The heat equation in relation to smoothing algorithm Recently I learned about a technique in image processing, which has its roots in something called the 'heat equation' from physics. The original creators of this technique were inspired by the physics of how heat diffuses through an object. 
The objective of course is to 'smooth out' the image, for general noise removal. This was done by taking a Gaussian kernel, and convolving it with the image. However, the professor says that the heat-equation is actually a generalization of this process, and in fact, we can get much better techniques using the heat-equation framework. 

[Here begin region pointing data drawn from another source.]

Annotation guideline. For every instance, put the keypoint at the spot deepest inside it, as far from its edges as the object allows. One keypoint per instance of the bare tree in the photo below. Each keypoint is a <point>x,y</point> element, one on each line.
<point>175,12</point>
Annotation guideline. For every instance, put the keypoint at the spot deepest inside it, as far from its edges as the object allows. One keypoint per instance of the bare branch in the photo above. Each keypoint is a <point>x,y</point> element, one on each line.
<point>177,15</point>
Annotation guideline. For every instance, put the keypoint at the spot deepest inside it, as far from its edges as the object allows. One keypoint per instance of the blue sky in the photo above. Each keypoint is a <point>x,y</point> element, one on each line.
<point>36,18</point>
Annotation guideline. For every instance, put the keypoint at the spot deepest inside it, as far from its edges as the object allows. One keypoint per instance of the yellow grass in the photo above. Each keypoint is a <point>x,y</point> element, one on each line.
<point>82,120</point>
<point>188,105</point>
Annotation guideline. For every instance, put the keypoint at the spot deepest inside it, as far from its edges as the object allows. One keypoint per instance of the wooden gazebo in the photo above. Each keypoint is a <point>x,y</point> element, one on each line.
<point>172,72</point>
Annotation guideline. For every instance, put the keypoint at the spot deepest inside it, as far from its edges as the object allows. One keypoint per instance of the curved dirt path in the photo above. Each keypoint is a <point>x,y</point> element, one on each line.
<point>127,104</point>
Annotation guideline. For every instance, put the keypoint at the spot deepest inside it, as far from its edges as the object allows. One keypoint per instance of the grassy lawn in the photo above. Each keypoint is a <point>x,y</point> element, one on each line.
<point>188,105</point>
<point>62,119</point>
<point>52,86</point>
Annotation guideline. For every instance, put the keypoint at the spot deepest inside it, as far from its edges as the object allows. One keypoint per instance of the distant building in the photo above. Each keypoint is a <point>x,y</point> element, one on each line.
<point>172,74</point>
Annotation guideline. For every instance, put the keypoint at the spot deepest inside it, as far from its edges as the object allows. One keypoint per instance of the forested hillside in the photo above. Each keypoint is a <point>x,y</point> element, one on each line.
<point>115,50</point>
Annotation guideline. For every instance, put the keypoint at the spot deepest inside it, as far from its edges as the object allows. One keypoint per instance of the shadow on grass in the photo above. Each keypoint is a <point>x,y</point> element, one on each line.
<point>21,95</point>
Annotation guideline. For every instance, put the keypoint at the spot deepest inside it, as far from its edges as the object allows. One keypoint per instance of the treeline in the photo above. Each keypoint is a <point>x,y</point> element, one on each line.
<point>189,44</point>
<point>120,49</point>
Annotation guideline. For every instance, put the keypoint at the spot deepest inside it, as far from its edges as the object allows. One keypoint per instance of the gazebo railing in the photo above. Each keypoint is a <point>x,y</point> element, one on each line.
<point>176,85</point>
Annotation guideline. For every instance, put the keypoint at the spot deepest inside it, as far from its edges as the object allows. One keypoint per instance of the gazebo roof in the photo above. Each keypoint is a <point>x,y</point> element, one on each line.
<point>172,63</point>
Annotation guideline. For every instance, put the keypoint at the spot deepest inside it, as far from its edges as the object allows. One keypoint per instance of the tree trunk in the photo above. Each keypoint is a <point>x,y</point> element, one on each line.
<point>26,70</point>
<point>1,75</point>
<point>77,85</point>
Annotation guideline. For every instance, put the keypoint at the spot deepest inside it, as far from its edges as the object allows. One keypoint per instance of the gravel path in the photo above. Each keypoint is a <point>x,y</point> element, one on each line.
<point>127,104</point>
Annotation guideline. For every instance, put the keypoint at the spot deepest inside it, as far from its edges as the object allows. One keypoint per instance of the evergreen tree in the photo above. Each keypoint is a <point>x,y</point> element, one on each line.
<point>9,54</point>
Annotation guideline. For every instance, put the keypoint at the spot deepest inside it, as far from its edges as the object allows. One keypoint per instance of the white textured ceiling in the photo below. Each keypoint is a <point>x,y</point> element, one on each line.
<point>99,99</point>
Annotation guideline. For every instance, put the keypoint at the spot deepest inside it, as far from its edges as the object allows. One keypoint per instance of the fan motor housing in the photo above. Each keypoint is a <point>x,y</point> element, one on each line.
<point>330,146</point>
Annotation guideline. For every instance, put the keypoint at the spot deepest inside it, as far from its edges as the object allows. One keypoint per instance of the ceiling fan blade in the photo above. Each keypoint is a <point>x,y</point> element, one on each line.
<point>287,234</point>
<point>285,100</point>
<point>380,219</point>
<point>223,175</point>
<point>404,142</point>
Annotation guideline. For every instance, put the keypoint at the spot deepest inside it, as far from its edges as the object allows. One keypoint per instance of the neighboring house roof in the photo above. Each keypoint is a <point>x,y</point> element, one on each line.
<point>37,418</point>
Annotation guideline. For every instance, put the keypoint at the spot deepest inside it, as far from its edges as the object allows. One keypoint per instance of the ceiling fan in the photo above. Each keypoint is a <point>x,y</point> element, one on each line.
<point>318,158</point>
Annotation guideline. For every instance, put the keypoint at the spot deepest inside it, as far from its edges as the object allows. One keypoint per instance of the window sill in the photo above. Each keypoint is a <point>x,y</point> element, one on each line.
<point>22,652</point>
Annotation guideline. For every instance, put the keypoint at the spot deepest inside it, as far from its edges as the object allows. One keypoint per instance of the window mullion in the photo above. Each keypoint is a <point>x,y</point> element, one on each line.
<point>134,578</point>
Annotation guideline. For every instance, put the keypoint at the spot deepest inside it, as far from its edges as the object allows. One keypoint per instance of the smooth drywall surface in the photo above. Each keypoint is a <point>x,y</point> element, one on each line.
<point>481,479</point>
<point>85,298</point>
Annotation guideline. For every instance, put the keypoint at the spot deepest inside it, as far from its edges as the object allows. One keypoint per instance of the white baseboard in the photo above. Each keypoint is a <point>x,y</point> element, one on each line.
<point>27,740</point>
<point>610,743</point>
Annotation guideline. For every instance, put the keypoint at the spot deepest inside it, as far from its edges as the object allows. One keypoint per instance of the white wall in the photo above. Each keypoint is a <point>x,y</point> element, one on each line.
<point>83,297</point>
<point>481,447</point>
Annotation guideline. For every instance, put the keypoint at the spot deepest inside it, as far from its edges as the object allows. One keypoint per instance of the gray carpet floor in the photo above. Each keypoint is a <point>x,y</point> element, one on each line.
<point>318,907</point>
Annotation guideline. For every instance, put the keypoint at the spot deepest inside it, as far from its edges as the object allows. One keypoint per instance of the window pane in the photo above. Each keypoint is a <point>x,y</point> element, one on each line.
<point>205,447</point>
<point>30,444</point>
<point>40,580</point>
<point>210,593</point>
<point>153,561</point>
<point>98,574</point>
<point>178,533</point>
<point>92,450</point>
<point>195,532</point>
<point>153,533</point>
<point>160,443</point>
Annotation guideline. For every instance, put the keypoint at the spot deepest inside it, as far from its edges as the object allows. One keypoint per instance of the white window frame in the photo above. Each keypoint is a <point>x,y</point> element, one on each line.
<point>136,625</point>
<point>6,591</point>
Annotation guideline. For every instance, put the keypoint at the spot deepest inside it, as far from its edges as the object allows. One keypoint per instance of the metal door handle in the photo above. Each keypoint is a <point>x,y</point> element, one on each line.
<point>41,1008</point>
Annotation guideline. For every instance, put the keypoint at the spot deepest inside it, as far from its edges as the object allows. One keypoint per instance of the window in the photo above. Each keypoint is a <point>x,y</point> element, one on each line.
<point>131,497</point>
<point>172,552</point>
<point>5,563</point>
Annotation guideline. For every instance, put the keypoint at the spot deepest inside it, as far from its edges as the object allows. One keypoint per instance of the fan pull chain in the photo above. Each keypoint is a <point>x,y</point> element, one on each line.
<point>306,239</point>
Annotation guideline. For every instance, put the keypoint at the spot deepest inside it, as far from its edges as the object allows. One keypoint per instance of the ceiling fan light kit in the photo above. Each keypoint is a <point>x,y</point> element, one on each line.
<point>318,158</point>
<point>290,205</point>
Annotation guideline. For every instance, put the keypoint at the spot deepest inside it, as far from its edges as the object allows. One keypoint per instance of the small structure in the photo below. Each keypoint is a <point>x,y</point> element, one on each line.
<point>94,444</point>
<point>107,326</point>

Essentially, if the original image we have is $I$, then the heat equation framework says that:
$$
I(t) = \nabla \cdot (\ D(x,y) \ \nabla I)
$$
where the $\nabla$ means spatial derivative, (I think). The $I(t)$ indicates the image new image at some point in time as it evolves - as heat flows - as this algorithm is run. Finally, the $D(x,y)$ is the "diffusion co-efficient", and if $D=1$, (or any constant), then the above simply collapses to a Gaussian kernel convolving the image $I$. 
Now, what I am hoping for is the following: I am hoping someone here can add some intuitive insight into how/why this is working, vis-a-vis a physical analogy to 'heat flow' in the image. 
The way I currently understand it, is that we have an image. The bigger the amplitude of certain pixels, the 'hotter' those pixels are. In fact every image pixel is as hot as its amplitude. Now, we also know from physics and entropy, that the heat will try to dissipate, so that eventually, the "temperature" across the image becomes equal. (This I take it, is what is happening when a gaussian convolves the image - this is the 'smearing' we are seeking for removal of noise...). 
Now, with the diffusion co-efficient being a constant or 1, this 'heat flow' occurs everywhere. However, if the diffusion co-efficient is, say, a binary function of the spatial image, the the co-ordinates of where $D(x,y)$ equal 0, are where no heat can flow through, and so those are pixels that are spared from the heat flow... 
Is my understanding of this physically inspired algorithmic technique correct? Are we really doing nothing but 'simulating' heat flow, except in the frame work of an image? Thank you so much.
 A: The heat equation comes from two very intuitive ideas: the rate of heat flow is proportional to the temperature difference, and the conservation of energy.
First, from Newton's law of cooling or Fourier's law we get that the flow of heat is proportional to the gradient of the temperature:
$$\mathbf{j}_{\text{heat}}=-k \nabla T$$ where $k$ is the thermal conductivity, and the minus sign represents that heat flows from the hot areas to the cold areas.
For energy to be conserved, the amount of heat leaving a given point has to be equal to the rate of change of heat contained at that point. This is represented by the continuity equation:
$$\nabla \cdot \mathbf{j}_{\text{heat}} = -\frac{\partial q}{\partial t} $$
This equation basically says "the rate of heat decrease at a point is equal to the rate at which it flows out". The operator $\nabla \cdot$ is called the "divergence" and represents the tendency of a vector quantity to flow away from where it's being calculated.
Putting these two together:
$$\frac{\partial q}{\partial t}=-\nabla \cdot \mathbf{j}_{\text{heat}}=-\nabla \cdot (-k) \nabla T$$
We then multiply both sides by the heat capacity $c_p$ and cancel out the minus signs:
$$\frac{\partial T}{\partial t}=c_p\nabla \cdot (k \nabla T)$$
and finally combine $c_p$ and $k$ into the diffusion coefficient $D$.
$$\frac{\partial T}{\partial t}=\nabla \cdot (D \nabla T)$$
A: Yes, you are literally simulating the flow of heat through a material. The diffusion coefficient is basically just a local measure of thermal conductivity and heat capacity. Rather than convolving your image with a Gaussian kernel, you could use something like the Crank-Nicholson method and make some number of timesteps. You could also adjust $D$ to make it greater in parts of the image with greater noise.
$\nabla$ is the gradient operator. It's a vector operator that looks like this in two dimensional cartesian coordinates: $$ \nabla= \hat{\mathbf{x}} \frac{\partial}{\partial x} + \hat{\mathbf{y}} \frac{\partial}{\partial y}$$ where $\hat{\mathbf{x}}$ and $\hat{\mathbf{y}}$ are the unit vectors pointing in the $x$ and $y$ directions.
In short, your intuitive understanding is correct.